American college football season

The 1961 Iowa Hawkeyes football team was an American football team that represented the University of Iowa as a member of the Big Ten Conference during the 1961 Big Ten football season. In their first year under head coach Jerry Burns, the Hawkeyes compiled a 5–4 record (2–4 in conference game), tied for seventh place in the Big Ten, and outscored opponents by a total of 215 to 162. The team was ranked No. 1 in the AP poll at the start of the season but dropped out of the polls after losing four consecutive games.

The 1960 Hawkeyes gained 1,509 rushing yards and 1,319 passing yards. On defense, they gave up 1,493 rushing yards and 858 passing yards. The pass defense of 95.3 yards per game is the eighth best in Iowa history.

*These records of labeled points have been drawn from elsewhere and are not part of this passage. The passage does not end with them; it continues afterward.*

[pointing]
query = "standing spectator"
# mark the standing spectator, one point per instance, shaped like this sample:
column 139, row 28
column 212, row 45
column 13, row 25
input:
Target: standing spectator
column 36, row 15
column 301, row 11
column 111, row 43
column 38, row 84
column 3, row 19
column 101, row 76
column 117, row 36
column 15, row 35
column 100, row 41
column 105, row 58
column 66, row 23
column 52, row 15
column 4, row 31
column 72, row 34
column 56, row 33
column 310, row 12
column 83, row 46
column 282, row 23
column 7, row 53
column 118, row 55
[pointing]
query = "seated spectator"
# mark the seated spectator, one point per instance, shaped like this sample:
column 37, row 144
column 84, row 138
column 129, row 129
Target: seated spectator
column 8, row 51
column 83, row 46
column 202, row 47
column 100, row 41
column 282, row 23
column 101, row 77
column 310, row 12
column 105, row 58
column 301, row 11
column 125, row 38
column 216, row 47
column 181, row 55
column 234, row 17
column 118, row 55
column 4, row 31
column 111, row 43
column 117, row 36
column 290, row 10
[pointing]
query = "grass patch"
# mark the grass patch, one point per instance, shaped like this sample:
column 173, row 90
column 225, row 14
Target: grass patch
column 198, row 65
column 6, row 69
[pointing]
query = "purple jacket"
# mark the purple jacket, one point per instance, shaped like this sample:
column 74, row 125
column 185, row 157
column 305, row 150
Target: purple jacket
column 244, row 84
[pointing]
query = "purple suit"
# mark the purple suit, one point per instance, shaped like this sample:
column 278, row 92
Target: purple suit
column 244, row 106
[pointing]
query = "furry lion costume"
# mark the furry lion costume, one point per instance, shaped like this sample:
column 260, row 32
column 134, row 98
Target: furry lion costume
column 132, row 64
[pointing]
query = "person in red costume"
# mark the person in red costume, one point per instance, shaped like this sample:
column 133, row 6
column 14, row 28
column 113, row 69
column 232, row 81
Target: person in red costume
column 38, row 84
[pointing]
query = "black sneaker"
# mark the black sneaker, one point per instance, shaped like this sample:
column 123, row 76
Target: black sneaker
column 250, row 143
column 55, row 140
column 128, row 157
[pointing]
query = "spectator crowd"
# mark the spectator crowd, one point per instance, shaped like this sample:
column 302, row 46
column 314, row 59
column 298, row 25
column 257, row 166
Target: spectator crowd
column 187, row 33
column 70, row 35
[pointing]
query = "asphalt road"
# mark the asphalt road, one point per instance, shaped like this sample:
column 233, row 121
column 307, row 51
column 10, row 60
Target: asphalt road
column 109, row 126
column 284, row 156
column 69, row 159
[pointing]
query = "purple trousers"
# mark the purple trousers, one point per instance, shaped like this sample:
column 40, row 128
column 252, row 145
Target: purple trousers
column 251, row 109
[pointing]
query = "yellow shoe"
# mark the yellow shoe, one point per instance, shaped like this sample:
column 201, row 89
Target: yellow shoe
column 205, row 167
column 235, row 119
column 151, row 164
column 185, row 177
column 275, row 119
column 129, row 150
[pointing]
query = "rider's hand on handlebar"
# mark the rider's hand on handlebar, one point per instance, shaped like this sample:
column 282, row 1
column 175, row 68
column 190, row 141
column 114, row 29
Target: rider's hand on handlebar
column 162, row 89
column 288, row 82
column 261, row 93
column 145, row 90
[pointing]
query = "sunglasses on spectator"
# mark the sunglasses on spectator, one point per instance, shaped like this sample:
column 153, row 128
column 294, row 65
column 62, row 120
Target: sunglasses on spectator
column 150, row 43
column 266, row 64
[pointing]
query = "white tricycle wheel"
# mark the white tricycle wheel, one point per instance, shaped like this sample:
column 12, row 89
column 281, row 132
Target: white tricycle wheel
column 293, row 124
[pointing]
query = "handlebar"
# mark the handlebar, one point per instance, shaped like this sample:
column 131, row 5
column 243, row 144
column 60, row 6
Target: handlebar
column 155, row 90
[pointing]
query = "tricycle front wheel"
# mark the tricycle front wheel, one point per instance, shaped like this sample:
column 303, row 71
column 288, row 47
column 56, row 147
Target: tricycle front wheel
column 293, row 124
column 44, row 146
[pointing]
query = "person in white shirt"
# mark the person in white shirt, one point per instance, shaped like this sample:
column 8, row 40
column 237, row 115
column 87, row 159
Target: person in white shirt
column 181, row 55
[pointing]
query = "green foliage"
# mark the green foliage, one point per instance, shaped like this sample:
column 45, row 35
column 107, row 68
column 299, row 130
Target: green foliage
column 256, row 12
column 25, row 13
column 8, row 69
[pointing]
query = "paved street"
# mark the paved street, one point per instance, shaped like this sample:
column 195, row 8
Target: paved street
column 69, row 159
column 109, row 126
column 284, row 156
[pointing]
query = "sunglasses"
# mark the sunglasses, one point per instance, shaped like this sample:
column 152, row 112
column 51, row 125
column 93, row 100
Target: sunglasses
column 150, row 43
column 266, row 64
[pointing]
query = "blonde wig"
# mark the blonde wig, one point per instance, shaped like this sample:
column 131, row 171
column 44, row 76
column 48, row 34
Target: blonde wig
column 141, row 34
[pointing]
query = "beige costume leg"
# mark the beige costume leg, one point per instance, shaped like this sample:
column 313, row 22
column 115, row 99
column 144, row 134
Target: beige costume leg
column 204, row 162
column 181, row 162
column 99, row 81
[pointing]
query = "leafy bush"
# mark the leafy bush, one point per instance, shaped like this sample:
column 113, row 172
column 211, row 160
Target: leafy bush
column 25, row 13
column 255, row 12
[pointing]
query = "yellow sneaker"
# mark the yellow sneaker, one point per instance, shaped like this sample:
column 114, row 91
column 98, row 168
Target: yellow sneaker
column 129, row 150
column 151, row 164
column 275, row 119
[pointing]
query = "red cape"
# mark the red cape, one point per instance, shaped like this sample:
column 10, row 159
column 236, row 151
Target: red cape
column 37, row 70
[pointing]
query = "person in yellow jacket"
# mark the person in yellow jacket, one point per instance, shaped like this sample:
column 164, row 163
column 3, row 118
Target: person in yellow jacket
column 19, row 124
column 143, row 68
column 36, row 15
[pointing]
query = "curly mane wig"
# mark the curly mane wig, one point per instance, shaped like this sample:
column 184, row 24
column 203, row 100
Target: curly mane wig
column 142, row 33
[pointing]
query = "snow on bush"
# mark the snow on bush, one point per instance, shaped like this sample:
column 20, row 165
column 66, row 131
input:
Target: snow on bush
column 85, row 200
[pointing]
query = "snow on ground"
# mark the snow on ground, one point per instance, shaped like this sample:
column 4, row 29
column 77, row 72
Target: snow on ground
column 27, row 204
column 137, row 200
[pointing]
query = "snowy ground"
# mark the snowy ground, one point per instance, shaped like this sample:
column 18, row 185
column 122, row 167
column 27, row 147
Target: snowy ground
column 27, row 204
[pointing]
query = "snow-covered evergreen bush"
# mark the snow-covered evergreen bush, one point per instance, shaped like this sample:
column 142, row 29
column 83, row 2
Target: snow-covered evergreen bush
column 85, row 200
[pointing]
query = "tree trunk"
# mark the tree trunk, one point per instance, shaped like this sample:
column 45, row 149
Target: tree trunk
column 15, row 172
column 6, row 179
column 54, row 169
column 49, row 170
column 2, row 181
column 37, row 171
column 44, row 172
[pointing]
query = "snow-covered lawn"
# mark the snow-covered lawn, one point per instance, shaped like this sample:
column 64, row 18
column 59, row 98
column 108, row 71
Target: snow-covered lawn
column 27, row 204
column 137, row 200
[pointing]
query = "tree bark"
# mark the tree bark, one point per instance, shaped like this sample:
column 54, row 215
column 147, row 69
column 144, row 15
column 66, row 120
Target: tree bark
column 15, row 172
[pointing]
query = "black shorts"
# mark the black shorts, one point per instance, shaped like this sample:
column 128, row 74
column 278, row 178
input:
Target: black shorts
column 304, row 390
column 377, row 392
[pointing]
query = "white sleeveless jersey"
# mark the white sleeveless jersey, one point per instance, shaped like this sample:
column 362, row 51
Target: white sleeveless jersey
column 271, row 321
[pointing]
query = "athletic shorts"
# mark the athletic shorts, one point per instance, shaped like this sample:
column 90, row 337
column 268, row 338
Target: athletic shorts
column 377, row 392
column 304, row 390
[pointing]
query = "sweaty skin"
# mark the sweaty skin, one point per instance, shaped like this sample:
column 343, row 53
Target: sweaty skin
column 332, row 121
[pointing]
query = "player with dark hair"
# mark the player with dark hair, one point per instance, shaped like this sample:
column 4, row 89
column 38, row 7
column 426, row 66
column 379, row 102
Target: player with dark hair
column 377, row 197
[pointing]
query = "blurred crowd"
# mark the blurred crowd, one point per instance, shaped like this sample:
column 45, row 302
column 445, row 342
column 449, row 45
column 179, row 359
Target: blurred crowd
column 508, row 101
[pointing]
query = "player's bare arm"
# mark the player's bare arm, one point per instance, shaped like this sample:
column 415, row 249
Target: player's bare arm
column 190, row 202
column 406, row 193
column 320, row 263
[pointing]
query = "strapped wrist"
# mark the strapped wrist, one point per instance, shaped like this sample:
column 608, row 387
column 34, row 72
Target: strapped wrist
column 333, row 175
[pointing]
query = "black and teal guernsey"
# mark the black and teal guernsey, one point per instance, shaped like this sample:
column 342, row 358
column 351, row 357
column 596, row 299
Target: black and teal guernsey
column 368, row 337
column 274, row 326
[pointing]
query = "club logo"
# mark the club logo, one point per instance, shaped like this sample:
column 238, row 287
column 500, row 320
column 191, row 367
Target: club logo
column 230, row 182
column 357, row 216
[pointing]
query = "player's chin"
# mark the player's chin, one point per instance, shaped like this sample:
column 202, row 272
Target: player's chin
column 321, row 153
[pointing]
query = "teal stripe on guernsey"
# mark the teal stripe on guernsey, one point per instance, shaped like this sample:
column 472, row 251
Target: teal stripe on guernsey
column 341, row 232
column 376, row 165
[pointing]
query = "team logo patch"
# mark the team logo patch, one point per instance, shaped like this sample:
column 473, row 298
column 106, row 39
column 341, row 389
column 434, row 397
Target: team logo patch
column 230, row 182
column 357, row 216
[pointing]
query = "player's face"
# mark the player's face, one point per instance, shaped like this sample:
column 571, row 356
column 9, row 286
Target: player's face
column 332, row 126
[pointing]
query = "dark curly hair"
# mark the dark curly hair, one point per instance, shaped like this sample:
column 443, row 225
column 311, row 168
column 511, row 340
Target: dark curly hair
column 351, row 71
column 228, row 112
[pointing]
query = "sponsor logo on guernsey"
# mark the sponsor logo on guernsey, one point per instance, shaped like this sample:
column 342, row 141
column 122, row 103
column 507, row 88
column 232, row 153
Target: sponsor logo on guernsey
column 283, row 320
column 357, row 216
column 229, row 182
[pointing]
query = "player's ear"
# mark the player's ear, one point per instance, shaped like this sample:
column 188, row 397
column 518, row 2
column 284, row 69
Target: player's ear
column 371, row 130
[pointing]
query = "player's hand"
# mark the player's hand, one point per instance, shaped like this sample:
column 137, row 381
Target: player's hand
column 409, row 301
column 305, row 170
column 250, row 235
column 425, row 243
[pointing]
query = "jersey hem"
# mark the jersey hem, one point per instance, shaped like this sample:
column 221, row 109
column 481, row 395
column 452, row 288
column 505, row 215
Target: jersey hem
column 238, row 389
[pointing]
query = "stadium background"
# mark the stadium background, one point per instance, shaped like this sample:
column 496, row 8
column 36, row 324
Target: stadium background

The team's statistical leaders included quarterback Matt Szykowny (79-of-120 passing, 1,078 yards), fullback Bill Perkins (380 rushing yards), end Cloyd Webb (25 receptions for 425 yards), and fullback Joe Williams (54 points scored, including a 100-yard kickoff return for touchdown against Notre Dame). Senior center Bill Van Buren was selected by The Sporting News as a first-team All-American. Senior tackle Al Hinton was selected as the team's most valuable player. Van Buren and quarterback Wilburn Hollis were the team captains.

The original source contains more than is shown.